In the economic slump that followed the Panic of 1893, however, demand for Pullman railroad cars dwindled. As a result, massive numbers of Pullman employees (and residents of the Pullman neighborhood) were laid off or received devastating pay cuts. This was bad, but the real blow to workers was their company-controlled rents, which remained high. Feeling mistreated, the workers went on strike in 1894. The Pullman Strike lasted for two months and drew the attention of the media and government. Newspapers decried the inflexible and unfair Pullman management, which was mistreating its abiding employees. In 1889 the federal government weighed in through the Supreme Court, which forced the Pullman Company to give up ownership of the residences. The town was then absorbed into Chicago as another south side neighborhood, thus shattering a little slice of the American dream.
The Pullman neighborhood changed over the years in rather expected ways. By the time the Pullman Company closed up shop completely (they’d been downsizing for decades) in 1981, the area had lost its luster. But long before that, it reached an all-time low in the late 1920s and 1930s when bootlegging and unemployment were at astronomical levels, turning Pullman into a slum. Things improved, but Pullman still had a bit of a stigma as valueless and largely vacant industrial area, so it should have come as little surprising when it was recommended in 1960 that the whole area be demolished to build a new industrial park.

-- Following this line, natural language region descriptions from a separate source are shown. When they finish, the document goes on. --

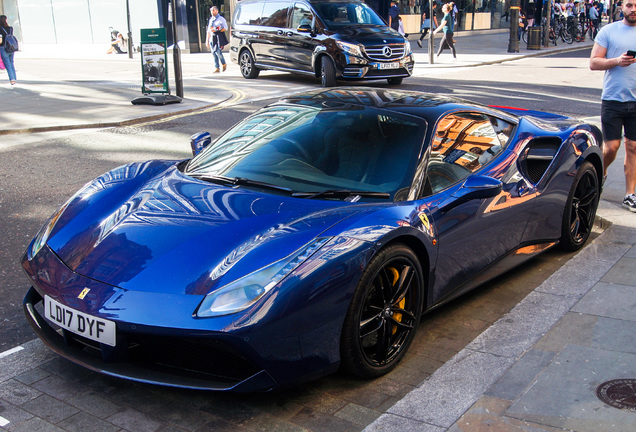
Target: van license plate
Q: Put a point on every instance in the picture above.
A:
(88, 326)
(394, 65)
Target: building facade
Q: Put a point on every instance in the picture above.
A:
(90, 21)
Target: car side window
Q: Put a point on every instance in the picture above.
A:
(301, 15)
(275, 14)
(463, 143)
(250, 14)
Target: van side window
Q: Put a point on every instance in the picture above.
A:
(275, 14)
(301, 15)
(250, 14)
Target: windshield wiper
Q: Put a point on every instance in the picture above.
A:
(341, 193)
(239, 181)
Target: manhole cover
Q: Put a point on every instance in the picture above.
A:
(618, 393)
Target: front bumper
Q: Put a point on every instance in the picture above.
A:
(193, 362)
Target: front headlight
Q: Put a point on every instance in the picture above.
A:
(350, 48)
(242, 293)
(41, 238)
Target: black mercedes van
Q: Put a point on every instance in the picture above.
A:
(330, 39)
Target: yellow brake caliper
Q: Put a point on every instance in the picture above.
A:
(402, 303)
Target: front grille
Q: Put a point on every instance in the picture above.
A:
(352, 72)
(198, 358)
(385, 52)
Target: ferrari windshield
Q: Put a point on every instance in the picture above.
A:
(307, 148)
(343, 14)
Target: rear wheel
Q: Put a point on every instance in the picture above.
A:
(327, 72)
(246, 64)
(384, 313)
(580, 208)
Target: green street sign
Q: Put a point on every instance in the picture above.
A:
(154, 61)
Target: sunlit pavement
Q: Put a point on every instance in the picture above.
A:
(536, 368)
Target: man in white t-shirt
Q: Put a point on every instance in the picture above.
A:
(618, 111)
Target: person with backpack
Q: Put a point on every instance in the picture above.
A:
(8, 45)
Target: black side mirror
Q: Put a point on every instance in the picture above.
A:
(304, 28)
(474, 187)
(199, 141)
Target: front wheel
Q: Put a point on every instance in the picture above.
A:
(327, 72)
(246, 64)
(580, 208)
(384, 313)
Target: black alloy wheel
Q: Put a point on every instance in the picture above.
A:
(384, 313)
(246, 64)
(580, 208)
(327, 72)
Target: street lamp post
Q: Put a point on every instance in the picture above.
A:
(513, 44)
(130, 44)
(176, 51)
(431, 37)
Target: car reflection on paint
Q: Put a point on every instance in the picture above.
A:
(309, 237)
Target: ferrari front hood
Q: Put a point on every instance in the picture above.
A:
(175, 234)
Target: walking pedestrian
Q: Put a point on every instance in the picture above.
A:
(216, 39)
(612, 54)
(447, 26)
(426, 20)
(7, 58)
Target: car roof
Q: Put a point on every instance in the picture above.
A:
(427, 105)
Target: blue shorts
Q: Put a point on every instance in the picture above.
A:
(616, 116)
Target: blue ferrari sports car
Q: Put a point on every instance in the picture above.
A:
(309, 237)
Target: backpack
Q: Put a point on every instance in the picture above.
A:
(10, 41)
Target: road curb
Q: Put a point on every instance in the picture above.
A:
(102, 125)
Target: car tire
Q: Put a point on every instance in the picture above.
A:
(384, 313)
(327, 72)
(246, 64)
(580, 208)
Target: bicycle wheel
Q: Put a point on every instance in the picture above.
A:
(566, 36)
(552, 36)
(577, 32)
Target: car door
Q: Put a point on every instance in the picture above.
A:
(468, 156)
(271, 49)
(300, 42)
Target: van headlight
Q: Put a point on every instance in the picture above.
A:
(351, 49)
(242, 293)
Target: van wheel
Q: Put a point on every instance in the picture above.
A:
(246, 63)
(327, 72)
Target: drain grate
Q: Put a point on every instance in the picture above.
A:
(619, 393)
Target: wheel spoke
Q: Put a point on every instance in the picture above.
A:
(404, 283)
(384, 342)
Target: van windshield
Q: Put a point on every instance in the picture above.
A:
(345, 14)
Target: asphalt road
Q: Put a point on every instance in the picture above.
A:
(39, 172)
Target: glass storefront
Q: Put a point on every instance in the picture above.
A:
(471, 14)
(77, 21)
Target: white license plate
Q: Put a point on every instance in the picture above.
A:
(394, 65)
(93, 328)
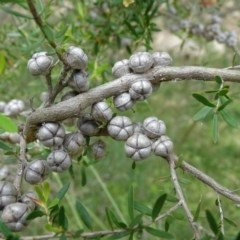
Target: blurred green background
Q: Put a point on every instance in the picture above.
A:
(98, 27)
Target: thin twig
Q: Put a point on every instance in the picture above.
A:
(221, 214)
(181, 198)
(41, 25)
(21, 163)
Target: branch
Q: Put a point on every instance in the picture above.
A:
(74, 106)
(179, 193)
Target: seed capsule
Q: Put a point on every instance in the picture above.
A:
(121, 68)
(51, 134)
(98, 149)
(120, 128)
(8, 194)
(74, 143)
(138, 146)
(14, 216)
(161, 59)
(163, 146)
(123, 101)
(36, 171)
(140, 90)
(40, 63)
(101, 112)
(141, 62)
(79, 81)
(76, 58)
(153, 127)
(59, 161)
(29, 198)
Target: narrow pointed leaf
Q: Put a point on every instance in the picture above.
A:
(159, 233)
(143, 209)
(131, 203)
(84, 215)
(202, 113)
(197, 212)
(215, 132)
(61, 193)
(158, 205)
(35, 214)
(203, 100)
(212, 222)
(228, 118)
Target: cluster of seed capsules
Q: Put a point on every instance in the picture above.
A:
(140, 138)
(211, 31)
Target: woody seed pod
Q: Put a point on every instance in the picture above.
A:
(51, 134)
(76, 58)
(36, 171)
(138, 146)
(74, 143)
(59, 161)
(123, 101)
(8, 194)
(140, 90)
(163, 146)
(141, 62)
(121, 68)
(29, 199)
(153, 127)
(120, 128)
(40, 63)
(101, 112)
(14, 216)
(161, 59)
(79, 81)
(98, 149)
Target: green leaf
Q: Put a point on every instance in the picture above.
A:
(140, 207)
(53, 203)
(5, 146)
(118, 235)
(157, 207)
(218, 80)
(212, 222)
(229, 221)
(202, 113)
(63, 221)
(203, 100)
(228, 118)
(131, 203)
(109, 218)
(35, 214)
(5, 230)
(49, 32)
(136, 221)
(159, 233)
(113, 219)
(84, 215)
(7, 124)
(2, 62)
(61, 193)
(197, 212)
(223, 105)
(15, 13)
(84, 176)
(215, 128)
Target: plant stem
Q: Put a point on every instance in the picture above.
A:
(69, 201)
(106, 191)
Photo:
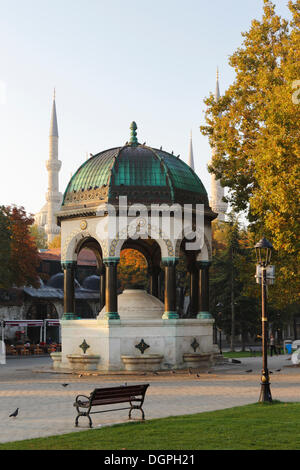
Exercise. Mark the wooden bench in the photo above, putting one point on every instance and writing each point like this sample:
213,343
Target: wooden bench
255,349
132,394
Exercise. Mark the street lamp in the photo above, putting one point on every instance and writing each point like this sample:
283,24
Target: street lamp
263,251
220,306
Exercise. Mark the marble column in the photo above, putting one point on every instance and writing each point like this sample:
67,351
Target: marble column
154,272
69,268
111,288
170,288
203,302
194,289
102,286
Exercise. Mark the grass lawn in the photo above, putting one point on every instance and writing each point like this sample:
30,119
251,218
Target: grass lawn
259,426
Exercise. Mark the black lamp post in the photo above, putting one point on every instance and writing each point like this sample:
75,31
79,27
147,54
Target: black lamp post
219,307
263,251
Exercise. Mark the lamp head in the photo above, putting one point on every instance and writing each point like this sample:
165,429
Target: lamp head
263,250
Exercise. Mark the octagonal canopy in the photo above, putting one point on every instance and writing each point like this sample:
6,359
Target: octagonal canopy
143,174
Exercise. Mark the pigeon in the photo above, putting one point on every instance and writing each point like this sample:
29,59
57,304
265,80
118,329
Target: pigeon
15,413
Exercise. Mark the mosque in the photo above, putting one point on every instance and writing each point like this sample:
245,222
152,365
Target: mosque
145,175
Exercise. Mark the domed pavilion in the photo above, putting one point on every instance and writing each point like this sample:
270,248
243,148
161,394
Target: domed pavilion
134,180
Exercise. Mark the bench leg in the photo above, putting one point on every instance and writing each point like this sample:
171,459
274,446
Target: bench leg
136,408
83,414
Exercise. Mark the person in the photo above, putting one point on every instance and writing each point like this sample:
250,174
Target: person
272,345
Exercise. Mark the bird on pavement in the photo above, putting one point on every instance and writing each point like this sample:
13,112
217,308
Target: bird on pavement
15,413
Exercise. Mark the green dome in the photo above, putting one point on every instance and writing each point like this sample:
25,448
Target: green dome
143,174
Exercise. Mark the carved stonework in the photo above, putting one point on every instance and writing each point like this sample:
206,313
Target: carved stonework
88,195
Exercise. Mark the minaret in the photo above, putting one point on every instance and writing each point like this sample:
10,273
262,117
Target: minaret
53,165
191,154
217,191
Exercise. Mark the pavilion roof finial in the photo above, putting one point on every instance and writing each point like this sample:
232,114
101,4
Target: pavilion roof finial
133,136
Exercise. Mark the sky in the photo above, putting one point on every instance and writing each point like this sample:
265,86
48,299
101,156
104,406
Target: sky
111,62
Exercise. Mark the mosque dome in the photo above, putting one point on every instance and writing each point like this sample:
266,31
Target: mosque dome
144,174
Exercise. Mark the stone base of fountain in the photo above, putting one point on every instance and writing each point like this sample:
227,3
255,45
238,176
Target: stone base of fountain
145,362
83,361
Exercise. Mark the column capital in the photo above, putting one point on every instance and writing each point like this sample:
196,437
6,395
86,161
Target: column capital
169,261
203,264
154,270
68,264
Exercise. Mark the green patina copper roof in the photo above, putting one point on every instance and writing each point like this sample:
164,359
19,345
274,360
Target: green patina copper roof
141,173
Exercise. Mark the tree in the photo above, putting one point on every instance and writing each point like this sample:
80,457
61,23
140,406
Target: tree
255,129
5,248
132,269
23,259
39,236
56,242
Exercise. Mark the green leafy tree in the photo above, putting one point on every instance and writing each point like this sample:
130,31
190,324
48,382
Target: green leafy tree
20,265
255,129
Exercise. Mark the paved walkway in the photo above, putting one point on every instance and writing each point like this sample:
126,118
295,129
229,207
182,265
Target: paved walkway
46,407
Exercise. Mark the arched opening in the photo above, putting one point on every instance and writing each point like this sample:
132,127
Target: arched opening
42,310
132,270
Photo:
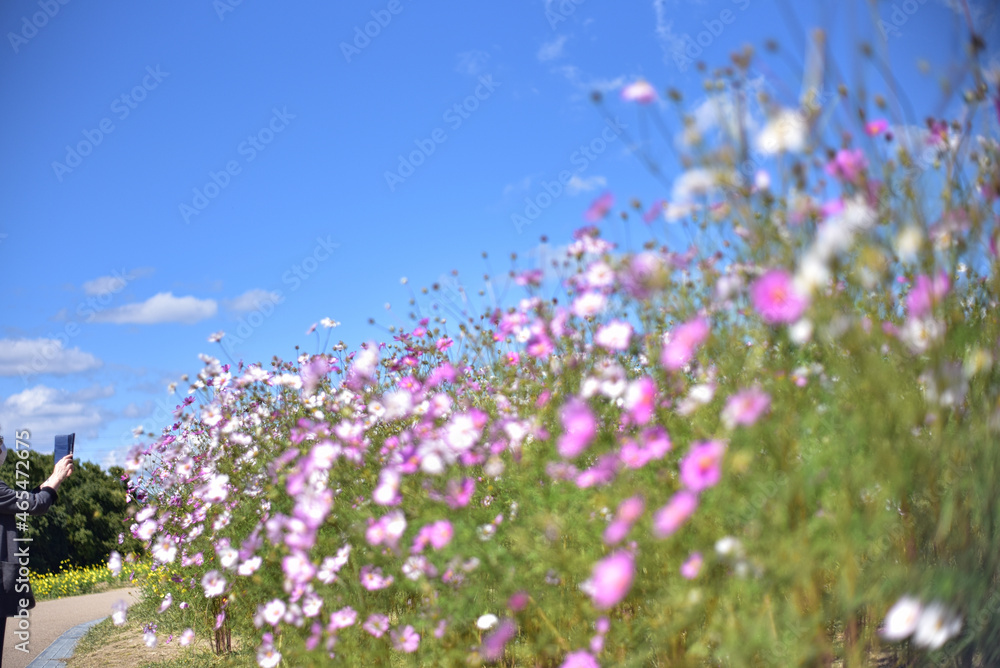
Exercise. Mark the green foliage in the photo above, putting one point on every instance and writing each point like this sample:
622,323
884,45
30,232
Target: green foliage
84,525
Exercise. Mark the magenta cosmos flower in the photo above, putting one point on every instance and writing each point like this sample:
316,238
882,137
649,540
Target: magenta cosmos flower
580,659
691,567
776,299
599,208
579,427
641,91
405,640
847,165
612,579
670,517
702,468
876,127
682,342
745,407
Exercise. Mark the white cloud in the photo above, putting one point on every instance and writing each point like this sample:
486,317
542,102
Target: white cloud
587,85
161,308
93,392
116,282
134,410
34,356
552,50
472,62
45,412
251,300
577,184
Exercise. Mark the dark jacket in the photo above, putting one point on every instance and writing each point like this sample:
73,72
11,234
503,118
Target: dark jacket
15,555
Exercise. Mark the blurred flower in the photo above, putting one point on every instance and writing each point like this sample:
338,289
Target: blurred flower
579,428
682,342
213,583
599,208
670,517
925,293
580,659
784,132
701,468
745,407
876,127
487,621
640,91
776,299
494,643
115,563
612,579
901,620
614,335
119,610
936,626
728,546
376,625
847,165
692,566
407,640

Pullman residents fought this destruction. They reactivated the Pullman Civic Organization and worked hard to remove any lingering signs of blight in the community. Neighbors formed the Historic Pullman Foundation and lobbied to keep their neighborhood on account of its historic significance. They eventually won out and Pullman was declared a National Historic Landmark in 1971, protecting the 900 remaining row houses and public buildings.
Today, Pullman offers walking tours of the streets and historic structures. Many of the original homes have had significant work done to improve and modernize, making them fine places to live once again. Although it may not be the world’s most perfect town anymore (after all, it’s no longer a town at all), Pullman is a unique and attractive place to live, with a long and fascinating history.